Ceramah yang dibawakan oleh Mamah Dedeh memang beda dari ceramah yang diberikan oleh para ustadah pada umumnya. Apa lagi kalau bukan humor yang menghiasi setiap ceramahnya. Namun disamping itu semua, hal yang membuat saya kagum adalah untaian kata yang keluar dari mulutnya begitu enak didengar. Dalam menyampaikan materi, beliau tidak enggan menggunakan bahasa sehari-hari dan sangat kontekstual dengan keadaan sekarang, pengajian pun akan mudah dimengerti, terasa ringan, tapi mantap. Penjelasannya begitu runut dan dalam.

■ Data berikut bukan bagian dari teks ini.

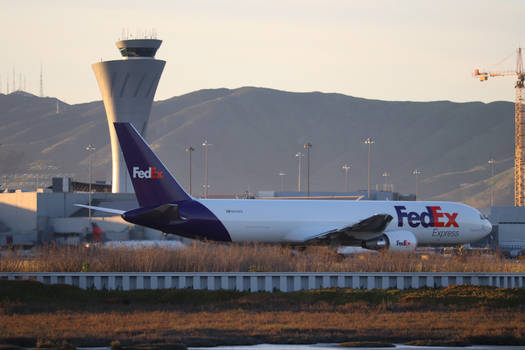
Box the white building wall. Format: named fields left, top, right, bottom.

Begitu pula dalam menjawab pertanyaan dari pendengarnya. Ciri khas penceramah ulung ini adalah sebuah semboyan yang diucapkan oleh orang yang akan bertanya, “Mamah...Curhat dong...” dan Mamah Dedeh akan menjawab, “Iya dong...” Ia akan menjawab sesuai dengan kaidah-kaidah Islam dan selalu berpatokan kepada Al Qur'an dan Hadist yang semuanya sudah nempel di kepalanya. Kalimat-kalimat yang yang ia sampaikan sungguh lancar sehingga tidak terlihat kegugupan atau mikir-mikir dulu dalam menjawabnya. Untaian ayat-ayat Qur’an dan Hadist yang ia ucapkan sangat fasih seperti ia hafal ribuan ayat. Selain itu, karena para pendengarnya memang bisa curhat, jawaban yang diberikan oleh Mamah Dedeh tidak berkesan menggurui karena layaknya curhat dengan ibu sendiri. Ia selalu menggunakan kalimat yang jelas, singkat, dan efektif. Lagi-lagi ada nilai plus dimata saya terhadap ustazah ini.
Sekian penjelasan saya tentang tokoh Retorika yang saya kagumi. Mamah Dedeh dapat menjadi contoh bagi saya dalam berbicara dihadapan khalayak dan alhamdulillah ajaran-ajaran yang disampaikan olehnya dapat menambah ilmu di pagi hari bekal pengetahuan dan keimanan.